Wednesday, June 17, 2015

PyPy and ijson - a guest blog post

This gem was posted in the ijson issue tracker after some discussion on #pypy, and Dav1dde kindly allowed us to repost it here:

"So, I was playing around with parsing huge JSON files (19GiB, testfile is ~520MiB) and wanted to try a sample code with PyPy, turns out, PyPy needed ~1:30-2:00 whereas CPython 2.7 needed ~13 seconds (the pure python implementation on both pythons was equivalent at ~8 minutes).

"Apparantly ctypes is really bad performance-wise, especially on PyPy.

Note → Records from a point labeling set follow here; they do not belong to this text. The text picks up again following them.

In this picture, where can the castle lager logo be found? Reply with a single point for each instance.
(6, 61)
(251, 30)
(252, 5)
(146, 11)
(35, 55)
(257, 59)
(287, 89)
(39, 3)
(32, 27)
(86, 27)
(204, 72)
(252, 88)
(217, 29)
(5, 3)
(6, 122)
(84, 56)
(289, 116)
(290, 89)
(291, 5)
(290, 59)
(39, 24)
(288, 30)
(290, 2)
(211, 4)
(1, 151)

So I made a quick CFFI mockup: https://gist.github.com/Dav1dde/c509d472085f9374fc1d

Before:

CPython 2.7:
    python -m emfas.server size dumps/echoprint-dump-1.json
    11.89s user 0.36s system 98% cpu 12.390 total 

PYPY:
    python -m emfas.server size dumps/echoprint-dump-1.json
    117.19s user 2.36s system 99% cpu 1:59.95 total


After (CFFI):

CPython 2.7:
     python jsonsize.py ../dumps/echoprint-dump-1.json
     8.63s user 0.28s system 99% cpu 8.945 total 

PyPy:
     python jsonsize.py ../dumps/echoprint-dump-1.json
     4.04s user 0.34s system 99% cpu 4.392 total

"



Dav1dd goes into more detail in the issue itself, but we just want to emphasize a few significant points from this brief interchange:
  • His CFFI implementation is faster than the ctypes one even on CPython 2.7.
  • PyPy + CFFI is faster than CPython even when using C code to do the heavy parsing.
 The PyPy Team

4 comments:

Alendit said...

Maybe it's time to discuss inclusion of CFFI into stdandard library again?

Armin Rigo said...

If CPython decides to include it in its stdlib, I can make sure it is updated as needed. I don't have the energy to discuss its inclusion myself, so if it happens it will be "championed" by someone else. Nowadays, I personally think inclusion has as many drawbacks as advantages, even if CFFI 1.x shouldn't evolve a lot in the foreseeable future after the 1.0 step.

v3ss said...

The problem is converting existing libs to use cffi. Only very few percent of Libs are ready for python3.x and with this trend , not even 1% of libs will be converted to work with CFFI.
That makes PyPy adoption a lot slower.

Is there really no chance of improving ctypes?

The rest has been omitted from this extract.